Czuł się dziwnie snując takie rozmyślania podczas szorowania podłogi, ostatnio jednak trudno było mu myśleć o czymkolwiek innym. Ilekroć zostawał sam, bardzo często zdarzało się, że kapral nagle wyrastał jak z podziemi i zaczynał z nim jakąś pozbawioną sensu rozmowę lub z kwaśnym wyrazem twarzy wytykał błędy. Eren czuł się bardzo nieswojo w takich sytuacjach. Nie do końca wiedząc jak ma się zachować stał przed nim jak kołek i usiłował wypowiadać się z sensem, chociaż i tak każda taka rozmowa kończyła się przepełnionym pogardą spojrzeniem wysłanym w stronę szatyna i jakąś cierpką uwagą na jego temat. Chłopak już dawno przyzwyczaił się do takiego stanu rzeczy, czasem jednak odnosił wrażenie, że Levi zagaduje go bardziej przyjaznym tonem i jakby bez większego powodu, żeby tylko zamienić z nim słowo. Momentami Eren dostrzegał w tym jakiś wyraz sympatii, jednak gdy tylko próbował poprowadzić dalszą rozmowę tym torem, mężczyzna natychmiast to zauważał i stawał się przeraźliwie oschły. Jego dziwne spojrzenia wręcz przeszywały nastolatka i sprawiały, że czuł ciarki na plecach – nie był do końca pewny z jakiego powodu, domyślał się jednak, że jest to wynik jakiegoś podświadomego strachu do osoby kaprala. W końcu nieraz mu się od niego dostało.

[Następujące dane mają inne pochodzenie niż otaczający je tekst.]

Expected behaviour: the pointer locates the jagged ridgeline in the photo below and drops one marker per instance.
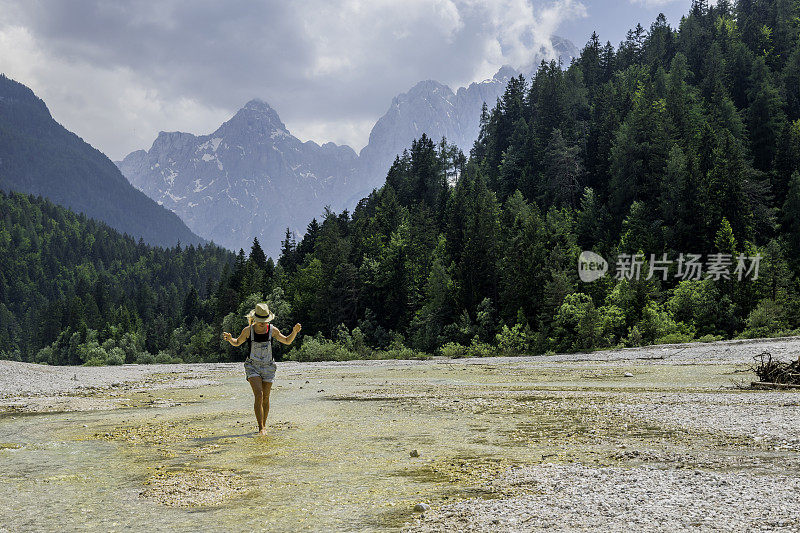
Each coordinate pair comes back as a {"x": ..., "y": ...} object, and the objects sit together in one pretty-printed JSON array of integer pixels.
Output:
[
  {"x": 39, "y": 156},
  {"x": 680, "y": 140}
]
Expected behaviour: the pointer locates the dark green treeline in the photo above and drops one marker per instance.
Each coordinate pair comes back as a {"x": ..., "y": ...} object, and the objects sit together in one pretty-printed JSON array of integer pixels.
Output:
[{"x": 679, "y": 140}]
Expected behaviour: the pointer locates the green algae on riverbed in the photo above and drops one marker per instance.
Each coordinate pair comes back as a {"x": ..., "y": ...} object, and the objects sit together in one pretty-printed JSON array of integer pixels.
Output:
[{"x": 337, "y": 454}]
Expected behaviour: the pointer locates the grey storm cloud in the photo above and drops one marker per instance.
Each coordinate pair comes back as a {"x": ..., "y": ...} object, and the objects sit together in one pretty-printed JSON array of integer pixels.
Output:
[{"x": 118, "y": 72}]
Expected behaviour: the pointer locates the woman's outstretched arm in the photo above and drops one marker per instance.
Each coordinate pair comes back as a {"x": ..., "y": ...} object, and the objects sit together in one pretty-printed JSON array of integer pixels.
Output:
[
  {"x": 286, "y": 340},
  {"x": 242, "y": 336}
]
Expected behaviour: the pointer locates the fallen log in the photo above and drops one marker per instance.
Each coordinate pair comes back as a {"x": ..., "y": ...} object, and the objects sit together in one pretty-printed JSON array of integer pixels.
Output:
[{"x": 770, "y": 385}]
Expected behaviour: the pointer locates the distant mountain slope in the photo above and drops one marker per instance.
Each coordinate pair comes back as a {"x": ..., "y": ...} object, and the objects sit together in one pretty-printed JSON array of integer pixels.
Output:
[
  {"x": 250, "y": 178},
  {"x": 435, "y": 109},
  {"x": 39, "y": 156}
]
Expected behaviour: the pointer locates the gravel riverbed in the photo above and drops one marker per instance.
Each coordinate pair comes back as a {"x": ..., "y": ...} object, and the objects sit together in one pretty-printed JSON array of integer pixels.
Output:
[{"x": 660, "y": 438}]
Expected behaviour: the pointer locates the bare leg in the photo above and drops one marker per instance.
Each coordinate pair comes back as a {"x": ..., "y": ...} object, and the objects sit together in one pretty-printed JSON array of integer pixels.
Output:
[
  {"x": 266, "y": 388},
  {"x": 258, "y": 407}
]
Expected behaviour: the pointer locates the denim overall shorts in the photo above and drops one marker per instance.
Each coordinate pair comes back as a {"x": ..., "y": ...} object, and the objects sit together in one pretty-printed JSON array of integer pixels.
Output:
[{"x": 260, "y": 361}]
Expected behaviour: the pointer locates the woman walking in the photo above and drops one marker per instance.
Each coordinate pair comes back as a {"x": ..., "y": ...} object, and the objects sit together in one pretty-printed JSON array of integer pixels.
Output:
[{"x": 260, "y": 366}]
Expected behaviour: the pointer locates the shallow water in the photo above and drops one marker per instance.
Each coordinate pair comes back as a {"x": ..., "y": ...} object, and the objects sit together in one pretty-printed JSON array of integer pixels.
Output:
[{"x": 337, "y": 454}]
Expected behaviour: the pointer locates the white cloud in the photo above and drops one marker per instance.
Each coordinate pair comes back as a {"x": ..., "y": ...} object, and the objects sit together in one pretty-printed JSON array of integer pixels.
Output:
[
  {"x": 110, "y": 108},
  {"x": 117, "y": 73}
]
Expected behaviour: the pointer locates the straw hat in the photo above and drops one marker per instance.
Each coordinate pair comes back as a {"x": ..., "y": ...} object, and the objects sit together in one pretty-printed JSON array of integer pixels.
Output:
[{"x": 261, "y": 314}]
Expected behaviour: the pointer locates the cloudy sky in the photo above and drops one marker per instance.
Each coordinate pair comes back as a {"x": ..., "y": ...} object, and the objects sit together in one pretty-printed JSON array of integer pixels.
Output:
[{"x": 116, "y": 73}]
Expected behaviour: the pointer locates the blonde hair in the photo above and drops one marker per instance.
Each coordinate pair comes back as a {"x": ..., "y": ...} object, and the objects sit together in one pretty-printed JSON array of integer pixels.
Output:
[{"x": 251, "y": 316}]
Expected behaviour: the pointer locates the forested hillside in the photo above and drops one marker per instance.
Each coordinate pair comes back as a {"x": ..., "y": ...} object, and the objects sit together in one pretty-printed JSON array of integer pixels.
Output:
[
  {"x": 679, "y": 141},
  {"x": 73, "y": 290},
  {"x": 39, "y": 156}
]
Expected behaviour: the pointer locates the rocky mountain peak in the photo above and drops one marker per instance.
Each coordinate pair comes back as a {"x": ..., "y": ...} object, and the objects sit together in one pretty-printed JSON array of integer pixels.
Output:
[{"x": 255, "y": 117}]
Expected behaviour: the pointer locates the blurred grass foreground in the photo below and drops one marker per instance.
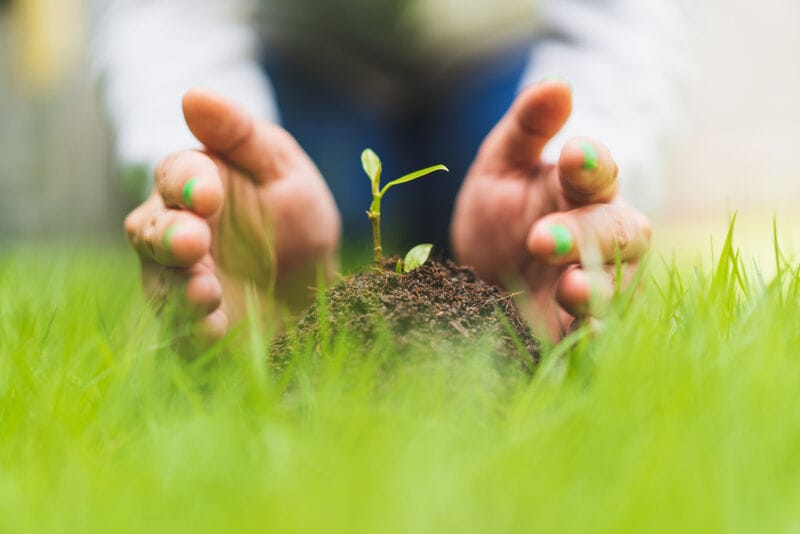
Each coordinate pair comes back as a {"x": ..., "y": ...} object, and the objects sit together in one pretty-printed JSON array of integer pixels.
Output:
[{"x": 682, "y": 416}]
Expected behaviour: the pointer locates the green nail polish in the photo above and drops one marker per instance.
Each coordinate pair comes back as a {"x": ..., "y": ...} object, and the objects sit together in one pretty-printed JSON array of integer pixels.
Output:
[
  {"x": 562, "y": 239},
  {"x": 590, "y": 162},
  {"x": 188, "y": 189},
  {"x": 168, "y": 237}
]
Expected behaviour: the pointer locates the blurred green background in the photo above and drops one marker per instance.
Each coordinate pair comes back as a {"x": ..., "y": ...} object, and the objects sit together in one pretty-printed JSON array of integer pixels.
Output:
[{"x": 739, "y": 150}]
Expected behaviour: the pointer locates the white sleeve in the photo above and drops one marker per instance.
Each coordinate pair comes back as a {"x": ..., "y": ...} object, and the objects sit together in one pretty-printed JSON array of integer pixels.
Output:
[
  {"x": 627, "y": 61},
  {"x": 147, "y": 53}
]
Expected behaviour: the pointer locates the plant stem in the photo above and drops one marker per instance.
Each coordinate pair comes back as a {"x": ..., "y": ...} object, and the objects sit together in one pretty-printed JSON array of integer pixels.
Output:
[{"x": 377, "y": 249}]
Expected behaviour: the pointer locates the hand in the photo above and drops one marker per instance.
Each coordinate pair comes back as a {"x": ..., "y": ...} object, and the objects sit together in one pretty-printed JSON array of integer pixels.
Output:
[
  {"x": 518, "y": 217},
  {"x": 250, "y": 210}
]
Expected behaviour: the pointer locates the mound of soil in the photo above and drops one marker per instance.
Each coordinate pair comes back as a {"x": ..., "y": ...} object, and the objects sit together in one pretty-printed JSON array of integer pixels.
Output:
[{"x": 439, "y": 305}]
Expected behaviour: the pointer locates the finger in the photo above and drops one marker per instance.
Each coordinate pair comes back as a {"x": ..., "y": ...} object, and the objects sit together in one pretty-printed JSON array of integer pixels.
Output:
[
  {"x": 590, "y": 234},
  {"x": 587, "y": 172},
  {"x": 589, "y": 292},
  {"x": 174, "y": 238},
  {"x": 262, "y": 150},
  {"x": 189, "y": 293},
  {"x": 190, "y": 180},
  {"x": 534, "y": 118}
]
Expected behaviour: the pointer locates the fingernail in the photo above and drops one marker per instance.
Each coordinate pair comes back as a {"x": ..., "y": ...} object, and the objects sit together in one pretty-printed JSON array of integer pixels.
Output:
[
  {"x": 188, "y": 189},
  {"x": 168, "y": 237},
  {"x": 562, "y": 239},
  {"x": 553, "y": 78},
  {"x": 590, "y": 162}
]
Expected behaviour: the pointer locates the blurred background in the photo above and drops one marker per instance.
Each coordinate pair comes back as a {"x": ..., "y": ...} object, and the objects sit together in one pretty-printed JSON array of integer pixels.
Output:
[{"x": 740, "y": 151}]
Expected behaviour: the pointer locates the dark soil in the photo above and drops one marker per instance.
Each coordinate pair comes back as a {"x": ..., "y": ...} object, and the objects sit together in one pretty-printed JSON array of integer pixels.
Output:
[{"x": 440, "y": 307}]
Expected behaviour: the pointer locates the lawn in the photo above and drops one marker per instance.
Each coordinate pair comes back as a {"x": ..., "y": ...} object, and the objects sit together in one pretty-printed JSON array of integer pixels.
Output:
[{"x": 683, "y": 415}]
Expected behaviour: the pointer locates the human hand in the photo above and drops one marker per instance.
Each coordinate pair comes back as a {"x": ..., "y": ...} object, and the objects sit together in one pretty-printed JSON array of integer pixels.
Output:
[
  {"x": 518, "y": 217},
  {"x": 251, "y": 210}
]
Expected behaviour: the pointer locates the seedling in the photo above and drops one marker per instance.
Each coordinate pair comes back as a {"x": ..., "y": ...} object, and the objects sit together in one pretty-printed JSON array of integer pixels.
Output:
[
  {"x": 372, "y": 166},
  {"x": 414, "y": 259}
]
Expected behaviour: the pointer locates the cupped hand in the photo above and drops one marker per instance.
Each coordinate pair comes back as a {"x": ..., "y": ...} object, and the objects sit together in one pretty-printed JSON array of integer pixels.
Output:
[
  {"x": 251, "y": 210},
  {"x": 518, "y": 217}
]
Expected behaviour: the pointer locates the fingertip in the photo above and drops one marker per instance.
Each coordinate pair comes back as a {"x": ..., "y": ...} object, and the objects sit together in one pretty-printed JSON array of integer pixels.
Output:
[
  {"x": 215, "y": 121},
  {"x": 545, "y": 107},
  {"x": 187, "y": 240},
  {"x": 552, "y": 242},
  {"x": 587, "y": 172},
  {"x": 203, "y": 195}
]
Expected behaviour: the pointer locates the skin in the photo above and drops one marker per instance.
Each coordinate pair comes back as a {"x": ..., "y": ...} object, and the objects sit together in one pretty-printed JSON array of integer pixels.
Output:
[
  {"x": 256, "y": 212},
  {"x": 521, "y": 220}
]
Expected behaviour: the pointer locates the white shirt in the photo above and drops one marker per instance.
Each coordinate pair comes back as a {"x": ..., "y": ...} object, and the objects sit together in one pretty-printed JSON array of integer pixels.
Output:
[{"x": 626, "y": 60}]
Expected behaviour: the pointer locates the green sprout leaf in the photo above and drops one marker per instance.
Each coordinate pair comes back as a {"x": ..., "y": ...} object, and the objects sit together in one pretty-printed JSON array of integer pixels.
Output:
[
  {"x": 416, "y": 257},
  {"x": 413, "y": 176},
  {"x": 372, "y": 166}
]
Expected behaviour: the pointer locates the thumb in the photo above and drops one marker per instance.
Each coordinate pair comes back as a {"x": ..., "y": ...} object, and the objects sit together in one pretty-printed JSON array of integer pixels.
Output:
[
  {"x": 537, "y": 114},
  {"x": 231, "y": 132}
]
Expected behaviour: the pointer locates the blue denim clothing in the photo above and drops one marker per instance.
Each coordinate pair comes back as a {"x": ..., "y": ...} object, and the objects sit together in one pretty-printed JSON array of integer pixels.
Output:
[{"x": 445, "y": 125}]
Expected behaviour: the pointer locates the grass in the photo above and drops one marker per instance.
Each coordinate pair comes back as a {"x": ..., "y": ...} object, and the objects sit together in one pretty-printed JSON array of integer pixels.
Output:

-Oi, Eren. - gdy usłyszał za sobą głos Levi'a niemal podskoczył ze strachu. Szybko podniósł się z klęczek i zasalutował, czując jak z nieznanego powodu na jego twarz wstępuje lekki rumieniec. - Nie musisz mi salutować za każdym razem gdy mnie zobaczysz, chyba już kiedyś ci o tym wspominałem. -dodał pretensjonalnym tonem.

-Och, tak, pamiętam. To z przyzwyczajenia. - odparł chłopak, spuszczając nieśmiało wzrok.Kapral zbadał wzrokiem szorowaną przez Erena posadzkę.

-Nazywasz to sprzątaniem? - na te słowa chłopak wbił zdziwione spojrzenie w kaprala, czując jak wypełnia go gniew.

-Niby co robię nie tak? - zapytał,zdecydowanie zbyt agresywnym tonem. Ciągła krytyka jego działań powoli pozbawiała go cierpliwości. - Ja... Przecież bardzo się staram. - dodał spokojnie, chcąc chociaż trochę załagodzić brzmienie swojej poprzedniej wypowiedzi. Na to było już jednak za późno. Czuł jak spojrzenie kobaltowych oczu przeszywa go na wylot.Oczekiwał jakiejś uszczypliwej uwagi, usłyszał jednak tylko ciche westchnienie.

-Jak chcesz sprawić, żeby umyta gównem podłoga była czysta? - na te słowa Eren nieco się zdziwił, zerknął jednak w kierunku wiadra, stojącego po jego prawej stronie i zrozumiał ich znaczenie. Nie zauważył nawet kiedy woda przybrała barwę gęstego błota. - Cieszę się, że zrozumiałeś. - odparł obojętnie Levi i podążył w stronę wyjścia. - Kolacja za godzinę, lepiej się z tym uwijaj. - brunet zniknął za drzwiami, zabierając ze sobą wszystkie swoje groźne spojrzenia i opryskliwe uwagi.


Eren czuł, jak jego ręce drżą przy każdym najmniejszym ruchu i zastanawiał się w jaki sposób trafi łyżką do ust. Przemęczone mięśnie rąk sprawiały mu ból i z jakiegoś powodu nie potrafił utrzymać ich dłużej w jednej pozycji. Wiedział już, że to będzie ciężki wieczór.